COS 111, Fall 1999 - Problem Set 6 Solutions

Grader: Scott Craver, sacraver@ee.princeton.edu, office hours TuTh 11:00-noon or by appointment

Question 1

The first two questions involve a virtual memory system. Here are some facts provided by the assignment sheet:

Let's stop here and answer the first part of the question: a) How much virtual memory is available in the system described above in bytes? in pages? From the above 3 pieces of information, you should see that there are 2^32 = 4,294,967,296 bytes, or 4 Gigabytes of virtual memory. That's the number of bytes that we can address, because we have 32-bit addresses.
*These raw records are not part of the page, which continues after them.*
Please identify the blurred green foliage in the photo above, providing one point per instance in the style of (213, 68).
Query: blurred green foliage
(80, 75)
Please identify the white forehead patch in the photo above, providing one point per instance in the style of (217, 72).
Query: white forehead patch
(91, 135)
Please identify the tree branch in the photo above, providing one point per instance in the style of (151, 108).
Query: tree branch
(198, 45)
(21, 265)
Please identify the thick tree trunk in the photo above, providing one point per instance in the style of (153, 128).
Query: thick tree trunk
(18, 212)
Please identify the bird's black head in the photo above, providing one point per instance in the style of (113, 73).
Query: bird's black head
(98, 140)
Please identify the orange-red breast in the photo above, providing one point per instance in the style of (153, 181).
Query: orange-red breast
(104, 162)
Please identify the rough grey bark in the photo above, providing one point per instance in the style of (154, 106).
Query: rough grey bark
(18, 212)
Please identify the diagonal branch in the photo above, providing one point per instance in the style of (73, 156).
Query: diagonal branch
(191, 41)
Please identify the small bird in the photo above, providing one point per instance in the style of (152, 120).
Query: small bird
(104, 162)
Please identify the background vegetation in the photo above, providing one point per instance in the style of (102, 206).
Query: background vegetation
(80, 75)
There are only 16 Megabytes of actual physical memory, or 2^24 bytes. (This is why the actual physical addresses range from 00000000 to 00ffffff --- 00ffffff is hexadecimal for (2^24)-1.) Virtual memory creates the illusion of 4 Gigabytes of memory, one byte for every possible 32-bit address, by storing as much of it as possible in physical memory, and keeping the extra memory stashed away on disk.

Oh, and how many pages? Each page is a kilobyte in size, or 2^10 = 1024 bytes. So there are 2^32/2^10 = 2^22 = 4,194,304 pages.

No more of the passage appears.